Schließlich wurde am 14. Oktober 1992 Andrei Romanowitsch Tschikatilo nach dem geltenden Recht in drei Schritten verurteilt:

  • Todesstrafe und 56 Jahre Haft für die Morde in Russland
  • Todesstrafe und 5 Jahre Haft für die Morde in der Ukraine
  • Todesstrafe und 25 Jahre Haft für die Morde in Usbekistan
  • Gesamt: Dreifache Todesstrafe und 86 Jahre Haft.

Nach dem russischen Gesetz hatte er sieben Tage Zeit, vor dem Obersten Gericht in Revision zu gehen, ein Antrag hätte jedoch kaum Erfolgsaussichten gehabt. Nach dem Urteil wurde er in den Todestrakt des Gefängnisses von Nowotscherkassk gebracht und dort am 14. Februar 1994 durch Genickschuss hingerichtet.

Film und Musik

Andrei Tschikatilos Lebensgeschichte bildet die Basis für den 1995 erschienenen Film Citizen X. Der Film beschreibt die Geschehnisse und Suche nach dem Serienmörder aus der Sicht der Ermittler. Das Drehbuch greift eine andere These für die jahrelange Suche nach dem Täter auf. So wurde angeblich aus politischen Gründen lange Zeit ein aufwändiger und imageschädigender Großeinsatz verhindert. Nachdem die Blutuntersuchung bei der ersten Verhaftung Tschikatilos eine andere als die gesuchte Blutgruppe ergeben hatte, wurde er auf politischen Druck wieder freigelassen. Dies wird mit der Mitgliedschaft des Mörders in der KPdSU begründet. Der Film scheint eine kritische Stellung zur Möglichkeit der unterschiedlichen Blutgruppen einzunehmen. Es wird im Abspann darauf hingewiesen, dass diese These von Wissenschaftlern in aller Welt belächelt wird. Er bezieht jedoch nicht explizit Stellung zu dieser Kontroverse.

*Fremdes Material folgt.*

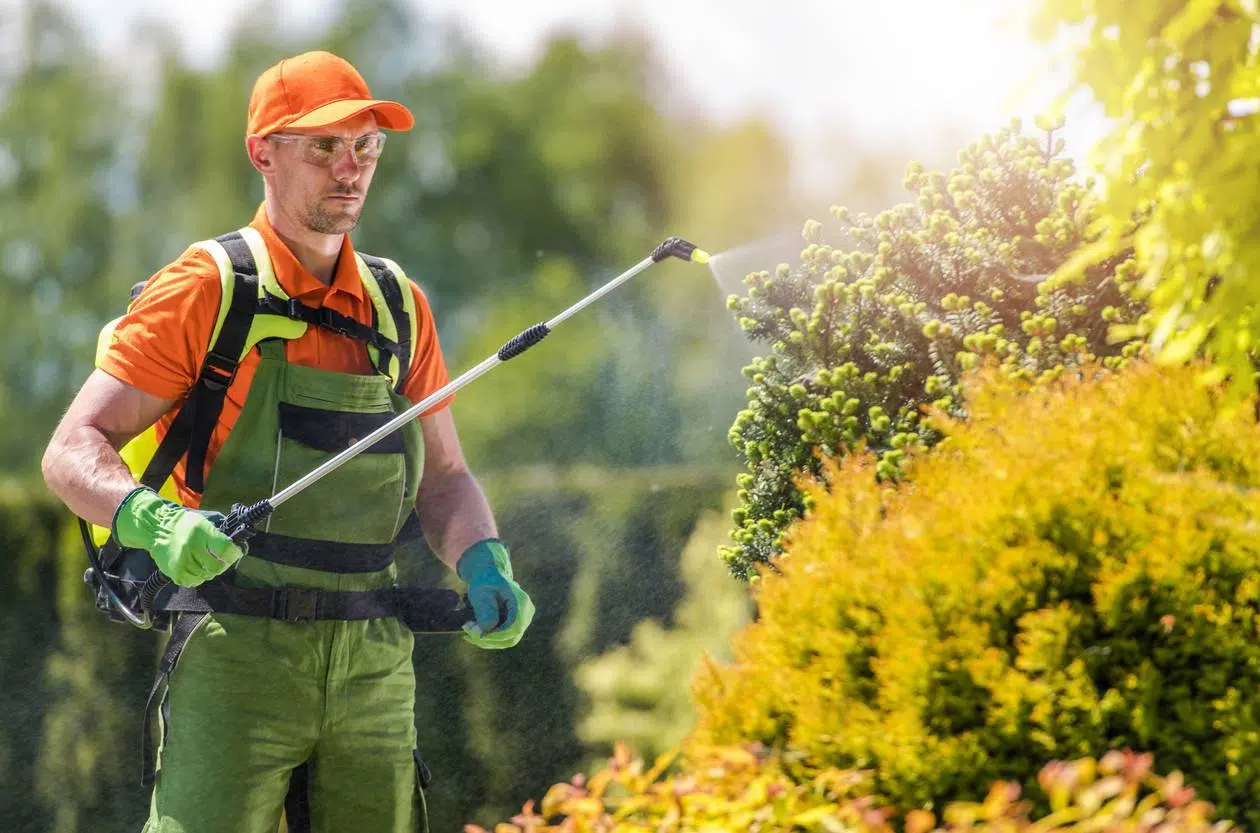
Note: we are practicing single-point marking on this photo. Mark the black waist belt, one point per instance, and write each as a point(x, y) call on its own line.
point(421, 609)
point(321, 555)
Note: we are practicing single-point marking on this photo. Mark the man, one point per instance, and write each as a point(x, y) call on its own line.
point(253, 698)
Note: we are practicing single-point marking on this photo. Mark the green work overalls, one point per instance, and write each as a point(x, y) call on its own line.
point(251, 698)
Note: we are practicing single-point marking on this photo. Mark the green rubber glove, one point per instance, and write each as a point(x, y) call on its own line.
point(184, 543)
point(486, 568)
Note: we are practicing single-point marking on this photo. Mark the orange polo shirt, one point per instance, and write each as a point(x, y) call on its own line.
point(161, 340)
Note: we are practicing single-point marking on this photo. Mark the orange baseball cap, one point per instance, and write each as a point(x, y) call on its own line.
point(313, 90)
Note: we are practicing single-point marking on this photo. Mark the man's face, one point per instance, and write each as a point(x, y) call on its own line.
point(325, 198)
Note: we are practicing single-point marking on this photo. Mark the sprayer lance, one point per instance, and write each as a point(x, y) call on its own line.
point(242, 519)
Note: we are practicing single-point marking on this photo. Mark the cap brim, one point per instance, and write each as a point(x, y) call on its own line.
point(389, 114)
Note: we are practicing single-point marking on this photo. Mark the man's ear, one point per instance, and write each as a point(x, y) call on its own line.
point(261, 154)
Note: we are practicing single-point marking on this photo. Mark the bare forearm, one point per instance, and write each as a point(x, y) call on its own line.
point(85, 470)
point(454, 514)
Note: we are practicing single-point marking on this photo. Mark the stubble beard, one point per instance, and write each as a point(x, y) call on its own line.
point(324, 222)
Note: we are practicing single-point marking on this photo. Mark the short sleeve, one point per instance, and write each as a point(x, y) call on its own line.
point(159, 344)
point(427, 372)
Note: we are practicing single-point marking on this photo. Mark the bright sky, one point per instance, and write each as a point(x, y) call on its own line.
point(883, 69)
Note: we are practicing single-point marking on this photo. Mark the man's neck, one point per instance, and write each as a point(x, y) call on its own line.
point(316, 252)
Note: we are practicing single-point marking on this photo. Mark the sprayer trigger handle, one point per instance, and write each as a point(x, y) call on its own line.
point(240, 523)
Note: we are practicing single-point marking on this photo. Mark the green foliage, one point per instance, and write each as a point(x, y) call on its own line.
point(1072, 570)
point(635, 692)
point(597, 550)
point(888, 318)
point(1176, 82)
point(746, 789)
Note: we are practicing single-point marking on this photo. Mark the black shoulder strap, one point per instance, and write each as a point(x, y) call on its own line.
point(194, 424)
point(392, 291)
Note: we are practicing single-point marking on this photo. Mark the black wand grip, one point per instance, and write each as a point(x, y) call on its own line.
point(240, 523)
point(523, 340)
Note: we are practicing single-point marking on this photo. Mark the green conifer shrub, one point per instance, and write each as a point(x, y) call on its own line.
point(885, 314)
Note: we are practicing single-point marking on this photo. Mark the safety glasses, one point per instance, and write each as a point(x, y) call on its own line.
point(325, 150)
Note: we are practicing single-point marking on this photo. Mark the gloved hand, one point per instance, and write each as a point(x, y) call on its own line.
point(184, 543)
point(486, 570)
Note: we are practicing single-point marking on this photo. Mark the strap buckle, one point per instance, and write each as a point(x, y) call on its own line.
point(330, 320)
point(296, 604)
point(218, 371)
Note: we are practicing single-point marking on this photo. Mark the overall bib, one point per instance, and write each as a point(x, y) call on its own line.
point(251, 698)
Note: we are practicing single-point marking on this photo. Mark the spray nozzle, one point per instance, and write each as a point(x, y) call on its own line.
point(682, 250)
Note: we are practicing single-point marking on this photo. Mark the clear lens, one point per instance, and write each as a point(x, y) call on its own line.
point(325, 150)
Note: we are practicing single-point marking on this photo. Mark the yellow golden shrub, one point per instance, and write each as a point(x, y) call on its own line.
point(1076, 568)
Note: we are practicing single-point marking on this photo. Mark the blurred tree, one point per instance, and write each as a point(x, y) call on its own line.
point(634, 692)
point(1177, 82)
point(59, 188)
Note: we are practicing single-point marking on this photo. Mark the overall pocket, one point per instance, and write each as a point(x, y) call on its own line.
point(363, 500)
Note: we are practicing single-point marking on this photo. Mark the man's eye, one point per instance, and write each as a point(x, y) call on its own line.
point(324, 145)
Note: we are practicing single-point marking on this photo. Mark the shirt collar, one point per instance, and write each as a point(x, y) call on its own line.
point(295, 279)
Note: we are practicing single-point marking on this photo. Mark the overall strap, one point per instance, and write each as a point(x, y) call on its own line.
point(194, 424)
point(392, 290)
point(329, 319)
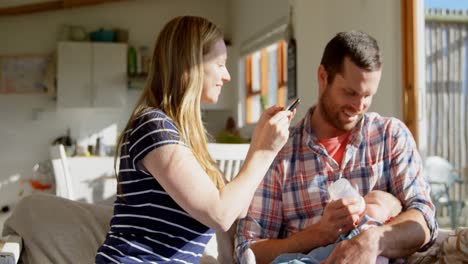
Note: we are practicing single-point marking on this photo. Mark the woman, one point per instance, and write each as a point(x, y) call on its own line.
point(171, 194)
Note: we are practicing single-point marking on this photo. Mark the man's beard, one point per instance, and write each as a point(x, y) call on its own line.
point(331, 113)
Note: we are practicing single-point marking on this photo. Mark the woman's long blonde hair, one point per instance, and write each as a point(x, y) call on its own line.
point(175, 84)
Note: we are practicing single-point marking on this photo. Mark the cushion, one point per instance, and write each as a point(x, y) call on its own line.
point(58, 230)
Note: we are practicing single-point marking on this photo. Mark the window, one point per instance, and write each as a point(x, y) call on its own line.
point(265, 80)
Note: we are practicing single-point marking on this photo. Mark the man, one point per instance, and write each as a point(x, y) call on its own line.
point(292, 211)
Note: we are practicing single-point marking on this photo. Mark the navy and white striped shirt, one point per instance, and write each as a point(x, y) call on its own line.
point(148, 225)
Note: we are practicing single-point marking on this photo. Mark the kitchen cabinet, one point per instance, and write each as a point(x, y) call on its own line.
point(91, 74)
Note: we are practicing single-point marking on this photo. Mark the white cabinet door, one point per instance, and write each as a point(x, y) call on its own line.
point(74, 83)
point(91, 74)
point(109, 75)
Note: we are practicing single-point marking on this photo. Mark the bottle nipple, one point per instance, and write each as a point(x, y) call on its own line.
point(342, 188)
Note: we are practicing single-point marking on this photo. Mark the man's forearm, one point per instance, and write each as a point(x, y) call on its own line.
point(267, 250)
point(407, 233)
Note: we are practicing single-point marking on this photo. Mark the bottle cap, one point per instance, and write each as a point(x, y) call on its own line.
point(342, 188)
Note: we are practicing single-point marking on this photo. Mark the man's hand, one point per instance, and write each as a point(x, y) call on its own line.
point(340, 217)
point(360, 249)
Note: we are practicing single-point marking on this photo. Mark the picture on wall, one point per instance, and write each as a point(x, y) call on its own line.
point(23, 74)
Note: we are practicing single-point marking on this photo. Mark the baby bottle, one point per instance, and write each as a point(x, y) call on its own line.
point(342, 188)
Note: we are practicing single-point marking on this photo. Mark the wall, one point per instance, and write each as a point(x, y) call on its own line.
point(29, 123)
point(315, 23)
point(318, 21)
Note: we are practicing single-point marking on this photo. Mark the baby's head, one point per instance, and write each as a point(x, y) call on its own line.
point(381, 205)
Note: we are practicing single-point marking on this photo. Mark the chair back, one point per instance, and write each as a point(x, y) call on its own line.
point(444, 179)
point(229, 157)
point(63, 183)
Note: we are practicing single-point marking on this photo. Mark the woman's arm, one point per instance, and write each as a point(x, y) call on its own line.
point(179, 173)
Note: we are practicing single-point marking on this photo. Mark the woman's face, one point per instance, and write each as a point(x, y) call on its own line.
point(215, 72)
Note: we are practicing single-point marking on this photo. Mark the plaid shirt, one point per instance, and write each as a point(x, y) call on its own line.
point(380, 155)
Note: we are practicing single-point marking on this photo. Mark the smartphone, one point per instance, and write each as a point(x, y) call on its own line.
point(293, 105)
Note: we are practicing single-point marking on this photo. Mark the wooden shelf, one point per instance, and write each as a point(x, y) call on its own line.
point(48, 6)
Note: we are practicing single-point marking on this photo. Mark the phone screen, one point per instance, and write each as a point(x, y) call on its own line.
point(294, 104)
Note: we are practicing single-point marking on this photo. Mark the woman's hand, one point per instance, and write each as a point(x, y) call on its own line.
point(340, 217)
point(272, 130)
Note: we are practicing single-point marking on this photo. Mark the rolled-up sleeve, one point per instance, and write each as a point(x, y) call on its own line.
point(408, 181)
point(265, 217)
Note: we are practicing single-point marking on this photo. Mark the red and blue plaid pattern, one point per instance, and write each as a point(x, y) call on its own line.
point(381, 155)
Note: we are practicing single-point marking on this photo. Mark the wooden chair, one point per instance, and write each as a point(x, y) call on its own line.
point(63, 182)
point(229, 157)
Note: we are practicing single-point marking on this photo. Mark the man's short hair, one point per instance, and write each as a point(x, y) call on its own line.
point(359, 47)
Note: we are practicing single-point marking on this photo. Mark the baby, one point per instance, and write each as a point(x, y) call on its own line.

Ein weiterer Film, Evilenko (2004), basiert ebenfalls auf diesem Fall, jedoch wurden einige Fakten geändert. Die Figur von Tschikatilo wurde Andrei Evilenko genannt. Malcolm McDowell spielt die Rolle des psychopathischen Killers.

2002 veröffentlichte die deutsche Deathgrind-Band Kadath das zweite Album Chasing the Devil, ein Konzeptalbum, das Leben und Handeln von Andrei Romanowitsch Tschikatilo thematisiert.
2004 veröffentlichte die deutsche Metal-Band Eisregen auf ihrem Album Wundwasser das Lied Ripper von Rostow, welches den Mord Tschikatilos an Sweta Tschana (1984) sowie seine Festnahme behandelt, wobei sich die Gruppe jedoch nicht exakt an die historischen Vorgaben gehalten hatte.
2009 veröffentlichte die kalifornische Thrash-Metal-Band Slayer auf ihrem zehnten Album World Painted Blood das Lied Psychopathy Red, welches von den Taten Tschikatilos handelt.